This study investigated the potential of machine learning methods in identifying mental stress levels among workers engaged in HRC tasks. The use of established centralized machine learning algorithms, especially SVM, has been proven to be feasible in practical HRI interaction scenarios for stress detection. These centralized machine learning methods, which use all available data for model training, establish a baseline for performance evaluation. In particular, SVM-based centralized method stands out as a top performer in this context, exhibiting promising classification capabilities with a precision of 0.837, a recall of 0.830, and an F1-score of 0.829.

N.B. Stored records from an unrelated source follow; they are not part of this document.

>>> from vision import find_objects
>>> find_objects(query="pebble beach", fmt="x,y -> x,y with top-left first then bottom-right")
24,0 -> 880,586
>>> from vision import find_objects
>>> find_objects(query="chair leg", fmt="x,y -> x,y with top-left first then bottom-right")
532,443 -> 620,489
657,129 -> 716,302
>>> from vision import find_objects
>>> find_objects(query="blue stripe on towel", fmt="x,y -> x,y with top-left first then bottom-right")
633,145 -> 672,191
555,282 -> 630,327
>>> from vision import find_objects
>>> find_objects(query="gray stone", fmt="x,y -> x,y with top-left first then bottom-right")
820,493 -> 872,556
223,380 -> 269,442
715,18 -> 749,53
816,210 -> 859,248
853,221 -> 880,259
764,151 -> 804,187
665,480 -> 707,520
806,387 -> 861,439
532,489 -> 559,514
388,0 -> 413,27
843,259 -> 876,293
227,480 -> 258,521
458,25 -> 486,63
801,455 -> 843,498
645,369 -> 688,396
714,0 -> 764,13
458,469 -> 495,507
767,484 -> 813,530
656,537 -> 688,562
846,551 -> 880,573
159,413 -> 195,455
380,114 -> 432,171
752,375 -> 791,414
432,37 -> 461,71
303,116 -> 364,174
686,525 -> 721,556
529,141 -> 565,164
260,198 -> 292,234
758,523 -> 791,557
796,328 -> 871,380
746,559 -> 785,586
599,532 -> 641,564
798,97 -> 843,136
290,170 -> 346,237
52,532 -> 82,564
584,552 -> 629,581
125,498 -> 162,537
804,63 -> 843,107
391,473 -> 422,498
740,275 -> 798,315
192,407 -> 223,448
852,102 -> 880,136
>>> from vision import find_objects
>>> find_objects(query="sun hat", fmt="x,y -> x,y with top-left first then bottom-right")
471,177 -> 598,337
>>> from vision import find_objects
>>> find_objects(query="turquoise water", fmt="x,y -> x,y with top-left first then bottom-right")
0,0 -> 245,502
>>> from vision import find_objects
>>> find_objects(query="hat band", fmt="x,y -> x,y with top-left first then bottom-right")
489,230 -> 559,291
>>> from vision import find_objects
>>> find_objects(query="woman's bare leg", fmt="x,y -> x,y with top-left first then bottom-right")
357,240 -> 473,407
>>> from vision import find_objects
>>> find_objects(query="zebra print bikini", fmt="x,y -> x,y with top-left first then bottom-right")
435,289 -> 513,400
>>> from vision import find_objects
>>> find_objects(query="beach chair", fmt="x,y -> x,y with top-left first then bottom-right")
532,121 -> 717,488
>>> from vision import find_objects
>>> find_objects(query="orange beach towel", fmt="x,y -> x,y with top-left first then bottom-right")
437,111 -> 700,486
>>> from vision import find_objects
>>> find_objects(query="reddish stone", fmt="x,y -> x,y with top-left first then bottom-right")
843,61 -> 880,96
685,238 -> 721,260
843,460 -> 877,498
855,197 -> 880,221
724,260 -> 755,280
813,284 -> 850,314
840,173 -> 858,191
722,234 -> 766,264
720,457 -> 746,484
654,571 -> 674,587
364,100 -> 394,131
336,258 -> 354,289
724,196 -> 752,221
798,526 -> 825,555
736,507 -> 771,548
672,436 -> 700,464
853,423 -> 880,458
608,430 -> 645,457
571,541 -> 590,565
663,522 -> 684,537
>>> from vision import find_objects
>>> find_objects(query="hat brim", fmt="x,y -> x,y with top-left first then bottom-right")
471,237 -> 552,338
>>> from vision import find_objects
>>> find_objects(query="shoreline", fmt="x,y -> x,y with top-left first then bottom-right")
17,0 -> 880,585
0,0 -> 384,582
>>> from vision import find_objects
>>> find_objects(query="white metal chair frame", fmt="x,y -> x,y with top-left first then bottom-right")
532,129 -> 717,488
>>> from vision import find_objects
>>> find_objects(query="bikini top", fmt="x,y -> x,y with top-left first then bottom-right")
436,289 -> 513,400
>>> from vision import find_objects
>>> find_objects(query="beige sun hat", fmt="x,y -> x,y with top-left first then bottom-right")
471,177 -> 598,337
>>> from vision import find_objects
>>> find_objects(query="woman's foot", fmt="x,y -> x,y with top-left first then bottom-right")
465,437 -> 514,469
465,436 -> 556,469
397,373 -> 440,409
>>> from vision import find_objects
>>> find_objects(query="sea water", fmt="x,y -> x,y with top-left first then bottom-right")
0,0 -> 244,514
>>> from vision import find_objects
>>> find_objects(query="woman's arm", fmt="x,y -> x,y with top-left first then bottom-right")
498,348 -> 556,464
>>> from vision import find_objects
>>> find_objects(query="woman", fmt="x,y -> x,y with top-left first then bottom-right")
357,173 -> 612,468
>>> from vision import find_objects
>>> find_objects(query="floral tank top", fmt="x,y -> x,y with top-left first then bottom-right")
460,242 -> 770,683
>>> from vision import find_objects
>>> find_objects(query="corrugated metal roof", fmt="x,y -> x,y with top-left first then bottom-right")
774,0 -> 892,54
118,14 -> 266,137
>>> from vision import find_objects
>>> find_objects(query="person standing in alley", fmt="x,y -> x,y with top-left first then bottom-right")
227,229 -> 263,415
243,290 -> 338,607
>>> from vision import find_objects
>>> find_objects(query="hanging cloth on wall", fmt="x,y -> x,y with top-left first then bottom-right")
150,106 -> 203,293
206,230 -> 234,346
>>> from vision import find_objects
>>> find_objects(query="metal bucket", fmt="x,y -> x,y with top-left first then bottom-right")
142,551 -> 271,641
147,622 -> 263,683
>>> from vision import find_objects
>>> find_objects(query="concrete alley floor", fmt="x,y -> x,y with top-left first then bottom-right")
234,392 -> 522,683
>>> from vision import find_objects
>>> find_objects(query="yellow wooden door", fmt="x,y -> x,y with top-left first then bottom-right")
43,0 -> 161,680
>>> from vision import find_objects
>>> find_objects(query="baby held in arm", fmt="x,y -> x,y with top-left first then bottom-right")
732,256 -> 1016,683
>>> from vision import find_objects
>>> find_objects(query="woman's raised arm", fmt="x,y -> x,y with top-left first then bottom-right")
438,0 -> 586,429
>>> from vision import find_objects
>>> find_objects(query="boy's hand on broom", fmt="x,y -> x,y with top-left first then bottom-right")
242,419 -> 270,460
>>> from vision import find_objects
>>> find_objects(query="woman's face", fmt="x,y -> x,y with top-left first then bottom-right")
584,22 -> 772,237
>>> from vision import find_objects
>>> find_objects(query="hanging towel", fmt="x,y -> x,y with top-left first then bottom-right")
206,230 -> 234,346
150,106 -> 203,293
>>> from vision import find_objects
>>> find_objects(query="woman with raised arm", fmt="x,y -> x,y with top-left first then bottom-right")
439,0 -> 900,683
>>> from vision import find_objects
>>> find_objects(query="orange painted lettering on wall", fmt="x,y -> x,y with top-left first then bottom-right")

Importantly, the study then highlights the significant potential of federated learning for mental stress recognition in HRC environments. On the one hand, the decentralized nature of federated learning, which facilitates data privacy, is particularly advantageous in HRC scenarios where sensitive data is involved. For example, multimodal physiological signals, including GSR, EMG, and HR, were employed for training the model in our study. Such data may not be shared among different organizations due to Institutional Review Board (IRB) concerns (Fairchild & Bayer, 2004). On the other hand, the federated learning approach exhibited impressive classification performance, achieving a precision of 0.816, recall of 0.809, and an F1-score of 0.809. These results closely match the performance of the centralized SVM method. Similar results were reported in another study conducted by Tsouvalas et al. (2022), where the accuracy gap between their federated learning approach and the centralized method was less than 4% in speech emotion recognition tasks.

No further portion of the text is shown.